Hi,

Am 02.07.2011 11:52, schrieb Nino Novak:
>
>> Some of these tasks even *should* not be done by developers,
> I'd suggest to change the wording here to a positive form, like...
>   "Some of these tasks *should* be done by non-developers"

Well - I just some basic wisdom of software development - and it is
really about who should rather *not* do certain things.
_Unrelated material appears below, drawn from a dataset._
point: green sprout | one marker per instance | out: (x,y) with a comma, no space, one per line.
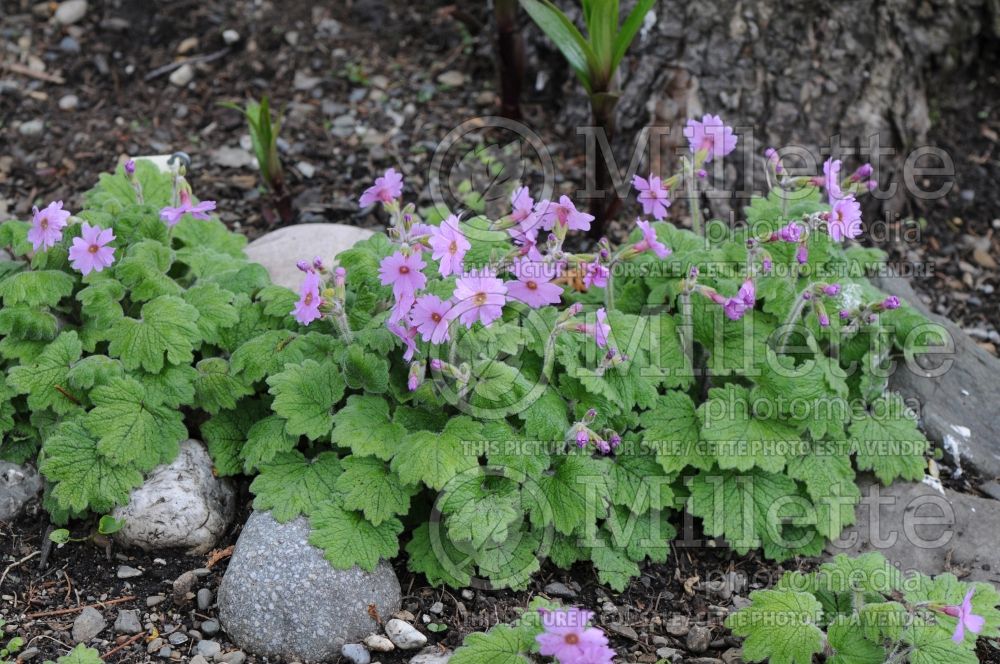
(264,136)
(594,59)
E.g. a developer
should not write a end-user documentation (or it will be missing lots of
things that are trivial for the developer but hardly known to an end-user).

> or even better avoid the negative form completely: 
>  "... done by a mixed team of (advanced?) documenters/end-
> users/designers/ux'ers/whatever ..." 

Yes - this is what it is meant do be finally.

>> ...
>>
>> We need to come to a point, where non-developers help with all these
>> things and collaborate with developers (code hackers).
> (what I don't like here is the word "help", as it suggests "doing minor-
> value work", so the problem or part of the problem might be the at least 
> somewhat "looking down" attitude of the developers?)
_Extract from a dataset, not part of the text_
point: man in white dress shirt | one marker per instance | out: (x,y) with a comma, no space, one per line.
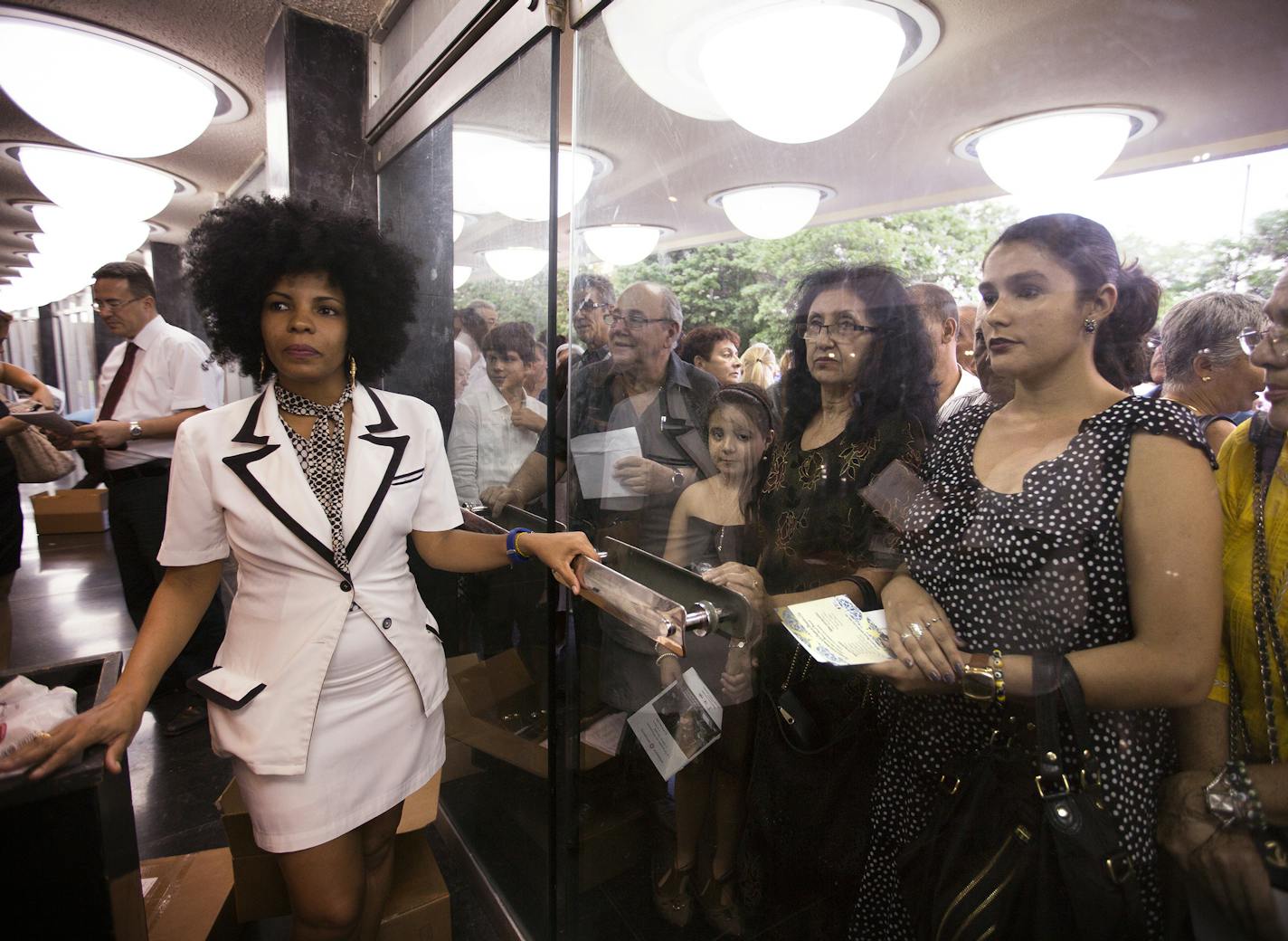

This is not at all "minor value work". There is of course the problem
that people tend to think that their own contribution is what really
matters - for developers this might not only be a tendency ;)
But this is really tricky, beause if no non-developers contribute to new
feature implementation, you will very likely get a bad designed feature.
If no developers contribute to new feature implementation you will get
no feature at all.

So just convince developers to implement "real good features or the
users" instead of "implement cool features because we can". This can be
done best if you make them aware that also non-developers *do*
contribute a lot and ease developer's job. (Again - I don't want to say
that "help" has less value than "developer's job" here.)
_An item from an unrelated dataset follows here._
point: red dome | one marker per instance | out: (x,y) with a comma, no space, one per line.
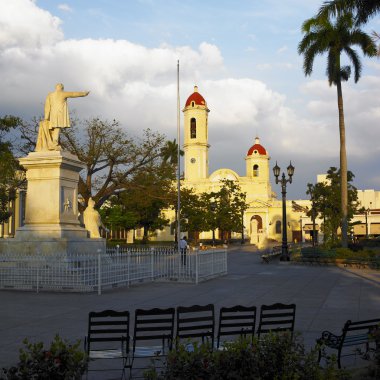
(258,148)
(195,97)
> I like the idea to "make aware" as a first step. However...
>
> If you mean: "How to make implementing new features more attractive to 
> mixed teams instead of one-person-only?" 

Hmm .. I don't think, thats the problem. My experiment showed, that it
is quite easy to have a "mixed team". For the spec I got input from
Astron at the design-list, I got valuable feedback from Regina at the
German list, I got hints for the code at IRC from moggi, bubli is
reviewing my patch. So, this actually is a mixed team - but mostly of
developers (people who already touched the source code).


It is really about awarness (what needs to be done for a good feature
implementation - and what can be done by non-developers and how can this
be done).


> then I think, this might be a 
> very sensible area as one of the major motivations of at least part of 
> the developers might be "to be the one who implements a feature". So 
> your question might be "who is willing to pioneer a mixed development 
> approach?" 

Oh - I'm actually doing this (at least I got the impression).